Question

Help !! please !!
i'll post the pic up in a bit

Answer 1

He's right, and it can be proven with the intermediate value theorem.

Answer 2

how?

Answer 3

Suppose Shasta's temperature is \(s(t)\) and Dr. James Stewart's temperature is \(j(t)\).
Let:\[
f(t) = s(t) - j(t)
\]Let \(t_1\) be the time when Shasta is in Alaska and \(t_2\) be the time Stewart is in Alaska.
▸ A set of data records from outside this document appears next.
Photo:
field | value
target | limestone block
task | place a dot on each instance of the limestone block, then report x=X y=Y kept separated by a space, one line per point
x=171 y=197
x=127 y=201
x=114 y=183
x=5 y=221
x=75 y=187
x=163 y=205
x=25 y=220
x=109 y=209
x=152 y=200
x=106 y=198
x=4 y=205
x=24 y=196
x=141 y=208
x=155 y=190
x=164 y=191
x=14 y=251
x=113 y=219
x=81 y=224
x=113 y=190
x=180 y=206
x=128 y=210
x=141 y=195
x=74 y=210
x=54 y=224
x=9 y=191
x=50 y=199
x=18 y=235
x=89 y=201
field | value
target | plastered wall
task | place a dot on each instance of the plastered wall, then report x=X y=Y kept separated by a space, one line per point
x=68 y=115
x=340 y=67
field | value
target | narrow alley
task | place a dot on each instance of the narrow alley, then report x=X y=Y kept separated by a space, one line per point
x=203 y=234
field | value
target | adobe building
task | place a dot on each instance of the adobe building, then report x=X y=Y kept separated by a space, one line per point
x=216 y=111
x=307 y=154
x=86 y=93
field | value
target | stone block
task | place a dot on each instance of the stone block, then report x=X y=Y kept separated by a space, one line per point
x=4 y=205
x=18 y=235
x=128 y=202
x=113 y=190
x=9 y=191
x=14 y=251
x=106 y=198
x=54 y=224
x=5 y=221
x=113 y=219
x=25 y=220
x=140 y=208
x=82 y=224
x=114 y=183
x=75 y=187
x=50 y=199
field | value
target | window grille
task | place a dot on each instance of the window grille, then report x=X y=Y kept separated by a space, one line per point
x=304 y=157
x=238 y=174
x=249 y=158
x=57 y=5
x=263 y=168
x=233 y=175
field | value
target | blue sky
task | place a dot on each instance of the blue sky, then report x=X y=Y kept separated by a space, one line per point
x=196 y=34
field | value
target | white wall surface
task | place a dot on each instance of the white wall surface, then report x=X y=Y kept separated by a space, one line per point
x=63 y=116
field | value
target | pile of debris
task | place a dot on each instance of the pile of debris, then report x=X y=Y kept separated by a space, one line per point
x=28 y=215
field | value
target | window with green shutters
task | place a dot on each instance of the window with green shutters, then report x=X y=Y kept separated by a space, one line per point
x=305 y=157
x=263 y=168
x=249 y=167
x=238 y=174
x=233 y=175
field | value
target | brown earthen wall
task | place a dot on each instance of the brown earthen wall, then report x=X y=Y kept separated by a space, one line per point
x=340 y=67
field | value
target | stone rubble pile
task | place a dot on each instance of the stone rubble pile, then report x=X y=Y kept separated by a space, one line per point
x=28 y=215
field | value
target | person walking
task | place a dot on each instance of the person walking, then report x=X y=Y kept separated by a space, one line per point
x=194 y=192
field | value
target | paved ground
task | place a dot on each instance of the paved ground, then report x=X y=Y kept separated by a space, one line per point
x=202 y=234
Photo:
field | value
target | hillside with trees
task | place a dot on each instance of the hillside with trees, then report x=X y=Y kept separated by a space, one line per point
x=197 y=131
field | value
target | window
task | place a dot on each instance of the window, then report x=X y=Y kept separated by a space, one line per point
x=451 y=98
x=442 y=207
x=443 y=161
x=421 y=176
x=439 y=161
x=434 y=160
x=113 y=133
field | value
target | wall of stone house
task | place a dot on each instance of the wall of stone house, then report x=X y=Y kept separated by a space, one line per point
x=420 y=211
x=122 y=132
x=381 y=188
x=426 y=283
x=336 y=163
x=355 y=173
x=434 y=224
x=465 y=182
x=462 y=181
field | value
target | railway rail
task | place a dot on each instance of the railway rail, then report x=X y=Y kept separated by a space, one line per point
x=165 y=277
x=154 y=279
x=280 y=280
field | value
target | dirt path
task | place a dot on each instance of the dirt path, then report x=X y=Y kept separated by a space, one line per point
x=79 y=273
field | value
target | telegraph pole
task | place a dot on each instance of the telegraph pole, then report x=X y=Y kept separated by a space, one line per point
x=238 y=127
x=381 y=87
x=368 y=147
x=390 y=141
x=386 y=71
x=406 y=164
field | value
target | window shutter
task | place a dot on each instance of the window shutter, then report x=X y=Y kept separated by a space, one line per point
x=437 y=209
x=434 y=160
Since Shasta is colder than Stewart at \(t_1\): \[
s(t_1) < j(t_1) \implies f(t_1) < 0
\]And when Stewart is in Alaska: \[
s(t_2) > j(t_1) \implies f(t_2) >0
\]

Answer 4

ohh !!

Answer 5

Can you finish it?

Answer 6

i think i'm still going to need more help

Answer 7

Well we know that \(f(t)\) is continuous on the interval \([t_1,t_2]\).
We also know that \(f(t_1)<0<f(t_2)\).
So the intermediate value theorem claims that there must be some \(t\in [t_1,t_2]\) where \(f(t) = 0\).

Answer 8

When \(f(t)=0\) then we have: \[
f(t) = s(t)-j(t) \implies 0=s(t)-j(t)\implies j(t) = s(t)
\]

Answer 9

That is pretty much all of it.

Answer 10

let me try to understand this :D but thanks !!!